The entrypoint starts three processes and waits for any to exit:

/usr/sbin/sshd -f /opt/sshd_config -D &
supercronic "$HOME/.crontab" &
vibe-kanban &

echo "[agent] ready (sshd on :2222, supercronic, vibe-kanban on :8081)"
wait -n

wait -n exits when the first child process dies, causing the container to exit and Kubernetes to restart it. This is simpler than a full process supervisor (s6, tini) and works well for a pod that should restart on any process failure.

Decommissioning the Old Kali Pod

The secure-agent-pod reuses the Kali workstation’s SSH IP (192.168.55.215).

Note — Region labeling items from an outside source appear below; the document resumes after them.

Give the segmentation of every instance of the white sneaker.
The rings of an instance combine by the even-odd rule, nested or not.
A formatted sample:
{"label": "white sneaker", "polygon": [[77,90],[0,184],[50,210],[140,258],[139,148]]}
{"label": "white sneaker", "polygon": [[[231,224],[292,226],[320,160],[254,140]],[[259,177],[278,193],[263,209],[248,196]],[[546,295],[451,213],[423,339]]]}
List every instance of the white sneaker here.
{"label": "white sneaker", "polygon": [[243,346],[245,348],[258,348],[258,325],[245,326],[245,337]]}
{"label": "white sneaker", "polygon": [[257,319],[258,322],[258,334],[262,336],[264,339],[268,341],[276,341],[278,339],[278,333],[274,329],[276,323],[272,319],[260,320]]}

The cutover:

  1. Scale down old Kali deployment
  2. Remove old manifests from apps/kali/ and ArgoCD templates
  3. Push — ArgoCD syncs, old service releases the IP, new service claims it
  4. Delete old PVC and namespace manually (irreversible, confirmed with human)

Verification

The full verification checklist:

CheckCommandResult
Non-rootkubectl exec ... -- iduid=1000(claude)
No sudokubectl exec ... -- which sudoNot found
Egress blockedcurl https://httpbin.org/ipSkipped (Cilium bug)
Egress allowedcurl https://api.anthropic.com/HTTP 404 (connects)
Secrets injectedenv | grep ANTHROPICNot set (Max sub auth)
VibeKanbanpgrep -f vibe-kanbanRunning
PVC persistenceDelete pod, check filesKeys survive
VibeKanban UIhttp://192.168.55.218:8081HTTP 200
SSH accessssh claude@192.168.55.215Login works
$ ssh -o StrictHostKeyChecking=no claude@192.168.55.215 'id && uname -srm && whoami && uptime'
uid=1000(claude) gid=1000(claude) groups=1000(claude),100(users)
Linux 6.18.18-talos x86_64
claude
 19:40:47 up 29 days,  1:58,  0 users,  load average: 1.40, 1.30, 1.25

Gotchas

  • PVC mounts hide image contents. Anything the Dockerfile places under the PVC mount path (/home/claude) becomes invisible. Put config templates in /opt/ and seed them via the entrypoint.
  • /run/secrets conflicts with SA token mount. Kubernetes mounts the ServiceAccount token at /var/run/secrets/kubernetes.io/serviceaccount, and /run/var/run is a symlink. Don’t mount anything at /run/secrets.
  • sshd needs UsePAM no for non-root. Without this, sshd tries to create PAM sessions and fails silently.
  • VibeKanban needs PORT and HOST env vars. Default is a random port on 127.0.0.1. Set PORT=8081 and HOST=0.0.0.0 for fixed, externally-reachable binding.
  • VibeKanban downloads a binary at first run. The npm package is just a wrapper — it fetches the real binary from npm-cdn.vibekanban.com. This must be allowed in egress policy.
  • Cilium 1.17 FQDN policies may fail. The “LRU not yet initialized” error occurs when no endpoint on the node has previously triggered FQDN DNS proxy initialization. Stale BPF rules persist even after deleting the policy — restart the Cilium agent to clear them.
  • ESO rejects empty data: []. If all keys are removed from an ExternalSecret, delete the manifest entirely rather than leaving an empty data array.
  • command vs args in PostgreSQL containers. Using command overrides the entrypoint (docker-entrypoint.sh), skipping database initialization. Use args to pass flags while preserving the entrypoint. (Discovered during the original sidecar design, before simplifying to local mode.)

What’s Next

The pod is deployed and operational. The remaining work:

  • Re-enable Cilium egress policy once the FQDN LRU bug is resolved (Cilium upgrade or workaround)
  • Agent scripts deployed — Guardrails hook, session manager, exercise reminders, audit digest, and Telegram notifications are baked into the image at /opt/scripts/. Crontab and .bashrc templates seeded to PVC on first boot.
  • Health monitoring active — Heartbeat metrics pushed to Prometheus Pushgateway, with Grafana alerts for stale heartbeats bridged to GitHub Issues via the health-bridge webhook.

The layered security model means each defense is independent. Even without Cilium egress (the biggest gap right now), the pod runs non-root with all capabilities dropped, no sudo, key-only SSH, and auditable ServiceAccount identity. Adding each layer back is additive hardening, not a single point of failure.